Carbon recycling through catalysis: direct CO2-to-CH4 conversion for sustainable fuels

Abstract

Among the distinct value-added products of the catalyst-mediated CO₂ reduction reaction (CO₂RR), CH₄ stands out as a superior energy carrier on account of its high combustion heat. However, designing a highly active and selective catalytic system presents an ongoing challenge to circumvent C–C coupling that results in multi-carbon products during CO₂ methanation. Consequently, substantial strategic initiatives, including structural modulation, catalyst composition tuning, surface modification employing single-site catalysts, defect engineering, use of co-catalysts, elemental doping, and optimisation of operating conditions, have been pursued to enhance the catalytic activity for proficient CO₂ methanation. This review systematically studies the evolving ideas and strategic advances in thermocatalysis, electrocatalysis, and photocatalysis, alongside coupled catalytic systems including photothermal, electrothermal, and photo-electrocatalytic approaches for CO₂ hydrogenation to CH₄, emphasizing their evolution from foundational progresses to state-of-the-art executions driven by renewable energy inputs.

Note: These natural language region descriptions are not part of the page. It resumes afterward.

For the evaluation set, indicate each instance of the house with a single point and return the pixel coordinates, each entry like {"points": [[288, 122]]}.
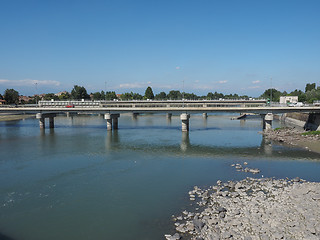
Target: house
{"points": [[288, 99]]}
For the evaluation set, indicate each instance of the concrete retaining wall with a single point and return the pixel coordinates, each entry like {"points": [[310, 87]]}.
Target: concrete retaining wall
{"points": [[306, 121]]}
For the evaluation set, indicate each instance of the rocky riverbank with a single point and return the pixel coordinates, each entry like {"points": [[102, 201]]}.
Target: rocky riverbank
{"points": [[294, 137], [262, 208], [13, 117]]}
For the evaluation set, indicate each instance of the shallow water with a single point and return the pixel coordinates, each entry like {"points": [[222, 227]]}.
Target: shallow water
{"points": [[79, 181]]}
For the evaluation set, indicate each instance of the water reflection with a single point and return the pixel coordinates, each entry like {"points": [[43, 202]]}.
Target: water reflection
{"points": [[112, 140], [185, 141], [265, 149]]}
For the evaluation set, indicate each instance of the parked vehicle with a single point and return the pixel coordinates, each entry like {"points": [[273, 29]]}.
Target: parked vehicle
{"points": [[297, 104]]}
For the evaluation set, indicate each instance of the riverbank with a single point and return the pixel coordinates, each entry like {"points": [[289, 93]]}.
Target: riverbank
{"points": [[252, 209], [8, 117], [294, 137]]}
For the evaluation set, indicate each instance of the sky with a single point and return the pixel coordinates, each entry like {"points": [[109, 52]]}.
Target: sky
{"points": [[198, 46]]}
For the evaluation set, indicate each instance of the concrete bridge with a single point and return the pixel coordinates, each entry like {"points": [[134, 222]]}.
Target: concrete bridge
{"points": [[112, 110]]}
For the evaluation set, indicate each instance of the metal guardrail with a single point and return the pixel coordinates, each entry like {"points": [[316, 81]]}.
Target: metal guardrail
{"points": [[155, 104]]}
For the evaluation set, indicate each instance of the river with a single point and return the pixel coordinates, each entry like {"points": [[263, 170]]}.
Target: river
{"points": [[80, 181]]}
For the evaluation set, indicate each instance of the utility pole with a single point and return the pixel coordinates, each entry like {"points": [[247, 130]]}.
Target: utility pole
{"points": [[36, 92], [105, 90], [271, 92]]}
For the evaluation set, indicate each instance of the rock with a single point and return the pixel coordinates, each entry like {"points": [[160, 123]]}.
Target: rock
{"points": [[198, 224], [254, 209]]}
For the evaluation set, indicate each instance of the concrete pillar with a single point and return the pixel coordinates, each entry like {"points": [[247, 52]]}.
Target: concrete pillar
{"points": [[51, 122], [267, 121], [185, 122], [42, 123], [115, 120], [185, 141], [135, 115], [108, 117], [41, 120]]}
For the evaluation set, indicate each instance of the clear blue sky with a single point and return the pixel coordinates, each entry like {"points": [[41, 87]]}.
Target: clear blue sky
{"points": [[229, 46]]}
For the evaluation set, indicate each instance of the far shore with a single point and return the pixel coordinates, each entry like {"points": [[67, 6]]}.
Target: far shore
{"points": [[15, 117], [293, 137]]}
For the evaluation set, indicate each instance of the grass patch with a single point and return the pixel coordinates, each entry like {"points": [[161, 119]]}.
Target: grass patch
{"points": [[311, 133]]}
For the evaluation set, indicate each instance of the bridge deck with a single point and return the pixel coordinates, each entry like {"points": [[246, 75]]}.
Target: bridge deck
{"points": [[188, 109]]}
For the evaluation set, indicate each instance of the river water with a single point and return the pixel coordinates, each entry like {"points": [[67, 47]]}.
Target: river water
{"points": [[80, 181]]}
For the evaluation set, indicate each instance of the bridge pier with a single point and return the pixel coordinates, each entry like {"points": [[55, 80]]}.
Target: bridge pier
{"points": [[112, 121], [135, 115], [267, 121], [43, 116], [51, 122], [185, 122]]}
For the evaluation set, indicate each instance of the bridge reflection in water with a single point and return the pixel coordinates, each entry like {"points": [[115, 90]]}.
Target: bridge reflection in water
{"points": [[266, 149]]}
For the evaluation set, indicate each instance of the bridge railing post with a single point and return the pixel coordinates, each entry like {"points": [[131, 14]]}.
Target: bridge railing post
{"points": [[185, 122], [267, 121], [108, 117]]}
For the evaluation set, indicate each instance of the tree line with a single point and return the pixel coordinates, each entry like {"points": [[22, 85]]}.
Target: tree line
{"points": [[11, 96], [311, 94]]}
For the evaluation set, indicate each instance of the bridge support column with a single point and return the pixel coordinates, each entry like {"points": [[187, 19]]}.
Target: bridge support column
{"points": [[43, 116], [42, 123], [51, 122], [267, 121], [135, 115], [108, 117], [115, 118], [185, 122]]}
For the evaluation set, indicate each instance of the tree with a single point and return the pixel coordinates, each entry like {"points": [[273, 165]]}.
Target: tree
{"points": [[79, 92], [11, 96], [174, 95], [272, 94], [137, 96], [126, 96], [97, 96], [161, 96], [148, 93], [64, 96], [50, 96], [310, 86], [110, 96]]}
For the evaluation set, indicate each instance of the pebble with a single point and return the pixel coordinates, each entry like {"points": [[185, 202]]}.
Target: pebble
{"points": [[254, 208]]}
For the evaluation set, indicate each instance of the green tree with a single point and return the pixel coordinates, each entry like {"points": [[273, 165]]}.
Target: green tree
{"points": [[310, 86], [190, 96], [127, 96], [174, 95], [64, 96], [111, 96], [137, 96], [97, 96], [50, 96], [161, 96], [148, 93], [272, 94], [214, 96], [79, 92], [11, 96]]}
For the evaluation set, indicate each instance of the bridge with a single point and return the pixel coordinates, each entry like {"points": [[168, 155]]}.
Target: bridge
{"points": [[113, 109]]}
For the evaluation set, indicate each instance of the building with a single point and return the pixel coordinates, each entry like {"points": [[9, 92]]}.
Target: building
{"points": [[288, 99]]}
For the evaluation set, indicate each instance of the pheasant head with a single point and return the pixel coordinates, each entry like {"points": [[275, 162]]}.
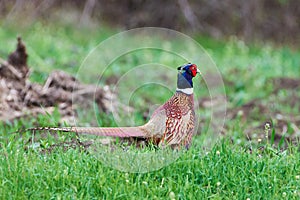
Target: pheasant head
{"points": [[184, 80]]}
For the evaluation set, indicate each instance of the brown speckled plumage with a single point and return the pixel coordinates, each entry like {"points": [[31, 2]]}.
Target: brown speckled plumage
{"points": [[171, 124]]}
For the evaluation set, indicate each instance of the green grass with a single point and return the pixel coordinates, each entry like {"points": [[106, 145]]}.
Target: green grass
{"points": [[226, 171]]}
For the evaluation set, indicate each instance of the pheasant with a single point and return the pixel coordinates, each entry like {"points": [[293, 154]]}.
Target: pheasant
{"points": [[171, 124]]}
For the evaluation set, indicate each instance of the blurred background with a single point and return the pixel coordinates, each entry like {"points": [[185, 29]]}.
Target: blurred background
{"points": [[254, 44], [265, 20]]}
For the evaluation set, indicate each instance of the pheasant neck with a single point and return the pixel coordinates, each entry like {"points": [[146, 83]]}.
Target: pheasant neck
{"points": [[184, 83], [188, 91]]}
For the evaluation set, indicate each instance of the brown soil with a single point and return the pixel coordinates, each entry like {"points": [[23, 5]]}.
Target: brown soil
{"points": [[20, 98]]}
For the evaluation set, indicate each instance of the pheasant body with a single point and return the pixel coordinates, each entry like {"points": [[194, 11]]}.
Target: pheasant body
{"points": [[171, 124]]}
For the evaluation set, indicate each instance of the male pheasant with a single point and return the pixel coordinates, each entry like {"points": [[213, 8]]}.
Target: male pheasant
{"points": [[171, 124]]}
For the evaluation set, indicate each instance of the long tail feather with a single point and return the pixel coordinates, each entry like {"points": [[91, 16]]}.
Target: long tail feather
{"points": [[122, 132]]}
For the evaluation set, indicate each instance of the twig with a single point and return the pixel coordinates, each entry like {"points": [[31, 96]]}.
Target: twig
{"points": [[11, 68]]}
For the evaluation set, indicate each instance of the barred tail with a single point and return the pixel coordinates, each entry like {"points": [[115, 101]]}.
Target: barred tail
{"points": [[122, 132]]}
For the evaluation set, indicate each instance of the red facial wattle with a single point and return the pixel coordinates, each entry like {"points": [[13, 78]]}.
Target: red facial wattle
{"points": [[193, 69]]}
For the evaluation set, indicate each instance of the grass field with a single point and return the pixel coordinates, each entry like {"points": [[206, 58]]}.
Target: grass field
{"points": [[242, 164]]}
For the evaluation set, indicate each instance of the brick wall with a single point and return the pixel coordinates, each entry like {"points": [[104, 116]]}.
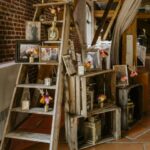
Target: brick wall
{"points": [[13, 14]]}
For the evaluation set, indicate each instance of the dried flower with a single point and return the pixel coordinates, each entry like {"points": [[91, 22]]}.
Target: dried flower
{"points": [[124, 78], [133, 74], [103, 53], [45, 99], [88, 65], [133, 70], [102, 97]]}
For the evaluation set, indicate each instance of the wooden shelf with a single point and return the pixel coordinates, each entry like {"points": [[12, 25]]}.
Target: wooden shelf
{"points": [[100, 142], [107, 108], [35, 110], [42, 86], [105, 1], [36, 137], [52, 42], [41, 63], [96, 72], [49, 22]]}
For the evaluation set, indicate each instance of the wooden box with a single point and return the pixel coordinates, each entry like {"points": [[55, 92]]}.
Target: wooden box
{"points": [[90, 86]]}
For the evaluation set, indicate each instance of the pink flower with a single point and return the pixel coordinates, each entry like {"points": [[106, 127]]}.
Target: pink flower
{"points": [[133, 74], [103, 53], [124, 78]]}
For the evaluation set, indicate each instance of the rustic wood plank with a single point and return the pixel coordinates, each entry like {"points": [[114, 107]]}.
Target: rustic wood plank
{"points": [[104, 1], [72, 93], [42, 86], [100, 142], [60, 79], [99, 72], [50, 4], [36, 137], [74, 132], [100, 13], [78, 96], [104, 18], [84, 97], [41, 63], [112, 20], [35, 110], [9, 127], [144, 15]]}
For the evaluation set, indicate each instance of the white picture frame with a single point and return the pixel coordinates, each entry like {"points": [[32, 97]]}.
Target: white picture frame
{"points": [[70, 68], [33, 30]]}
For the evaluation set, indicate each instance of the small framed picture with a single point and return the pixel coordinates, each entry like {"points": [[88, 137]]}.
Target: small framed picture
{"points": [[121, 75], [48, 54], [26, 49], [70, 68], [33, 30], [92, 61]]}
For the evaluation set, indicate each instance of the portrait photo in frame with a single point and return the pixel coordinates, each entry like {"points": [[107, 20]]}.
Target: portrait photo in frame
{"points": [[33, 30], [70, 68], [26, 49], [121, 75], [48, 53]]}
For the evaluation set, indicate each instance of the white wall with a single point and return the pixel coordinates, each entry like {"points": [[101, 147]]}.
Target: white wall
{"points": [[8, 75]]}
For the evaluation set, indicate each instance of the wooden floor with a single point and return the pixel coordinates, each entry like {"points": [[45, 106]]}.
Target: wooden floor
{"points": [[137, 138]]}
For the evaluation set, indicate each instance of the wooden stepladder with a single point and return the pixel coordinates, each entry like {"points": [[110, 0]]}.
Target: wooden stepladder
{"points": [[15, 110]]}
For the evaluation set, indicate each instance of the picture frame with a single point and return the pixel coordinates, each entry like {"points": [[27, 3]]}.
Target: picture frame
{"points": [[93, 59], [48, 53], [70, 68], [25, 49], [104, 61], [33, 30], [122, 78]]}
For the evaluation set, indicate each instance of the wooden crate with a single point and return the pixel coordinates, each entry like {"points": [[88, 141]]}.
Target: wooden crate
{"points": [[92, 84], [74, 127]]}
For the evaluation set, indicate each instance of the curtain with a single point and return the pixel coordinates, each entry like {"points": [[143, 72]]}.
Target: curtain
{"points": [[127, 14]]}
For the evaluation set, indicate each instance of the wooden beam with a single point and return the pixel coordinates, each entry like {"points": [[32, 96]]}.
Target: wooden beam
{"points": [[104, 1], [100, 13], [143, 15], [98, 31], [112, 21]]}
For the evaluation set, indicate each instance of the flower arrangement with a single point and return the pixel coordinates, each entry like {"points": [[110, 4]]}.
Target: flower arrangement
{"points": [[32, 52], [45, 98], [88, 64], [124, 78], [101, 98], [103, 53], [133, 71]]}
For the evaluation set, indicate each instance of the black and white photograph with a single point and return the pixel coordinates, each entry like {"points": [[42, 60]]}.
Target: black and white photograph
{"points": [[33, 30], [121, 75], [70, 68], [48, 54], [26, 49]]}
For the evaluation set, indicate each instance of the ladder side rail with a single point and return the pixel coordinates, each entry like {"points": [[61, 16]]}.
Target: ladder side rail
{"points": [[6, 128], [59, 85]]}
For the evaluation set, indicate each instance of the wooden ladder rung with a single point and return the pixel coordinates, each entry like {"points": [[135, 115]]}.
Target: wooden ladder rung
{"points": [[49, 4], [99, 13], [35, 110], [36, 86], [29, 136], [105, 1]]}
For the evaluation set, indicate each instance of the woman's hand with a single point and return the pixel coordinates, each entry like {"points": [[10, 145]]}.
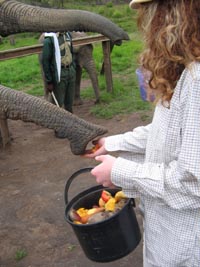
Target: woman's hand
{"points": [[102, 172], [98, 149]]}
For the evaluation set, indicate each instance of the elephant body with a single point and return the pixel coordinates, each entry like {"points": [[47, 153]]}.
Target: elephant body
{"points": [[16, 105], [83, 56], [16, 17]]}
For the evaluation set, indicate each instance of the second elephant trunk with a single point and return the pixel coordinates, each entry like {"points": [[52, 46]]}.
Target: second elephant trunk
{"points": [[16, 17], [20, 106]]}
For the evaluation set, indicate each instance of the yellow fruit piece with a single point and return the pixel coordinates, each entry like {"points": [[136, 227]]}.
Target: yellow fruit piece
{"points": [[119, 195], [101, 202], [110, 205], [82, 212], [94, 210], [77, 222]]}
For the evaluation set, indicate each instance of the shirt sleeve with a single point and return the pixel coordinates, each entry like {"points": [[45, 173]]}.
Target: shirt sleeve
{"points": [[133, 141], [178, 183], [47, 55]]}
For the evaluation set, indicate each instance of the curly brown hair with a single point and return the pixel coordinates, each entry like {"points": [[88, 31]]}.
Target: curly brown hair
{"points": [[171, 30]]}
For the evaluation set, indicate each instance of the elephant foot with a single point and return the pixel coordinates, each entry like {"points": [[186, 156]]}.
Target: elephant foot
{"points": [[78, 102], [59, 135]]}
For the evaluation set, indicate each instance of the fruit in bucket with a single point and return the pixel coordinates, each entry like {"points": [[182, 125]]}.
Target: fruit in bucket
{"points": [[108, 206]]}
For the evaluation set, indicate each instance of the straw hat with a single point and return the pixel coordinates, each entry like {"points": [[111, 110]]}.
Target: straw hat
{"points": [[134, 3]]}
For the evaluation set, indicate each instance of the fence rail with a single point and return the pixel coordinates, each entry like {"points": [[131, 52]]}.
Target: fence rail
{"points": [[36, 49]]}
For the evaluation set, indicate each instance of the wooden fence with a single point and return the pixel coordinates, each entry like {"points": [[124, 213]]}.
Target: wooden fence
{"points": [[36, 49]]}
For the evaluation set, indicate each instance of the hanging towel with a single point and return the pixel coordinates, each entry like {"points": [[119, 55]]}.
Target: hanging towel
{"points": [[57, 51]]}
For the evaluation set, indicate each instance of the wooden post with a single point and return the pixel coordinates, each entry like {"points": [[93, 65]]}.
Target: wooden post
{"points": [[107, 65]]}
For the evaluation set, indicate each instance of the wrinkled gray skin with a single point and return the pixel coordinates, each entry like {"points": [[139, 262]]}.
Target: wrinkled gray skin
{"points": [[83, 59], [16, 17], [15, 105]]}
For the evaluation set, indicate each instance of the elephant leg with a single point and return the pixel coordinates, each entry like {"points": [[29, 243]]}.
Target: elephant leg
{"points": [[4, 132], [77, 96]]}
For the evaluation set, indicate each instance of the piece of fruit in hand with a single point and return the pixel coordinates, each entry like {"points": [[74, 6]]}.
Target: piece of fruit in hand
{"points": [[105, 195]]}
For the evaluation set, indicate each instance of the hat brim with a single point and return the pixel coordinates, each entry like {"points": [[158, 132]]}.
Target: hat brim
{"points": [[134, 3]]}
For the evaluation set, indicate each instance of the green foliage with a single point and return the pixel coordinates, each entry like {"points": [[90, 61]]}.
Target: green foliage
{"points": [[24, 73]]}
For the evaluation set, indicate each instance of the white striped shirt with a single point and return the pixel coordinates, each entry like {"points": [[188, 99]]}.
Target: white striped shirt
{"points": [[160, 163]]}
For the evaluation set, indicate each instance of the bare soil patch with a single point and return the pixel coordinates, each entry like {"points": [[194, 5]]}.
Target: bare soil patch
{"points": [[33, 173]]}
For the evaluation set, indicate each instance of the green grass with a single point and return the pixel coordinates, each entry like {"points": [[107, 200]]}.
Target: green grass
{"points": [[24, 73]]}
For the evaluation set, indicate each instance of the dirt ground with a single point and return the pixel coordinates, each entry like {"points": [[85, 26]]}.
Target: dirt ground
{"points": [[33, 174]]}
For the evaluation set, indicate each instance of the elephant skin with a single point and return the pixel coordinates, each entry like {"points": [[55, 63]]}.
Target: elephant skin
{"points": [[16, 105], [83, 55], [16, 17]]}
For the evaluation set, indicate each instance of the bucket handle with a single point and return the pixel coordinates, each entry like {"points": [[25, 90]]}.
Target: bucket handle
{"points": [[74, 175], [70, 180]]}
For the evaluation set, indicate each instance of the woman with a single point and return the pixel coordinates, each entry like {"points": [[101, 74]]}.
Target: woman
{"points": [[160, 163]]}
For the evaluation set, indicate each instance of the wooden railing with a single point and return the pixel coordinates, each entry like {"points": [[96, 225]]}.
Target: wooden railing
{"points": [[36, 49]]}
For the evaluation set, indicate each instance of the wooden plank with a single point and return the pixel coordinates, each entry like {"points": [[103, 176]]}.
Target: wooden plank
{"points": [[36, 49], [107, 65]]}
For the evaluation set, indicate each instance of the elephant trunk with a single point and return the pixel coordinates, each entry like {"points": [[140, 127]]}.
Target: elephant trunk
{"points": [[16, 17], [20, 106]]}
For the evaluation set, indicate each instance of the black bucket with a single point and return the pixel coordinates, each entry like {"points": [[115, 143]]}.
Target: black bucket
{"points": [[110, 239]]}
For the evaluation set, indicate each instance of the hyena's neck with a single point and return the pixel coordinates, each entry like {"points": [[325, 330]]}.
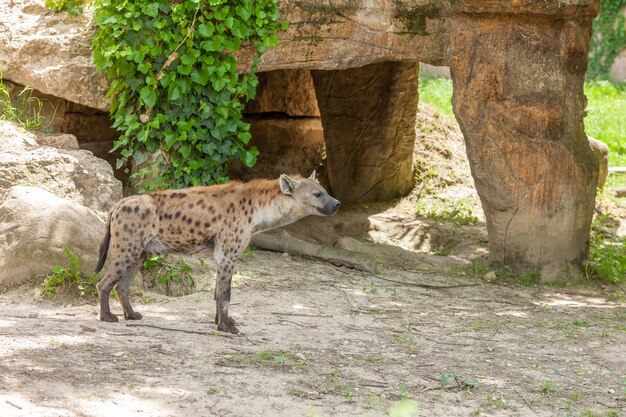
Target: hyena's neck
{"points": [[273, 209]]}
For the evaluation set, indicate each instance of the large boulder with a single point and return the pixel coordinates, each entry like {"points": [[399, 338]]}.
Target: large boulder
{"points": [[521, 113], [51, 52], [36, 225], [72, 174]]}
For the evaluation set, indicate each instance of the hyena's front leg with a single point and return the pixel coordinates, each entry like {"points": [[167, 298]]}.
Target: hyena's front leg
{"points": [[104, 290], [223, 283], [122, 291]]}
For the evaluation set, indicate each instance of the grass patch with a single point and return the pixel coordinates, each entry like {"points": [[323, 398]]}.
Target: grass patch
{"points": [[25, 109], [607, 251], [437, 92], [605, 120], [68, 279]]}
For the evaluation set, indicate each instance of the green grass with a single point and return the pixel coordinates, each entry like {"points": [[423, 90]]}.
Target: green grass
{"points": [[437, 92], [606, 117], [68, 279], [605, 120]]}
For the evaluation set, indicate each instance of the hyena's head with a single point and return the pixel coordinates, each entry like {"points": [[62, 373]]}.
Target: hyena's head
{"points": [[312, 198]]}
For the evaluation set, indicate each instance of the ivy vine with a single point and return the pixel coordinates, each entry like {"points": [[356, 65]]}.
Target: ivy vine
{"points": [[608, 40], [177, 93]]}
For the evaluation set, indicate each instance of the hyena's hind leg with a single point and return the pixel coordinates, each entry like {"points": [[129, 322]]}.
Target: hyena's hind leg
{"points": [[104, 291], [122, 287], [119, 275]]}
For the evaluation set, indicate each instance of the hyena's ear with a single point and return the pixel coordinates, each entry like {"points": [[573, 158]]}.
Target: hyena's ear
{"points": [[287, 185]]}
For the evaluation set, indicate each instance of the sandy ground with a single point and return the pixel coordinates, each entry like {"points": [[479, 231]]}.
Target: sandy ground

Furthermore, this review highlights the catalytic mechanisms, kinetics, and roles of the active components, supports, and promoters in CO₂ methanation. In addition, the feasibility and economic potential of compressed natural gas (CNG) production through CO₂ methanation are critically examined, emphasizing its cost-effectiveness and scalability for large-scale implementation. Finally, this review provides a comprehensive roadmap for advancing catalyst design and optimizing processes to enable economically sustainable CNG production.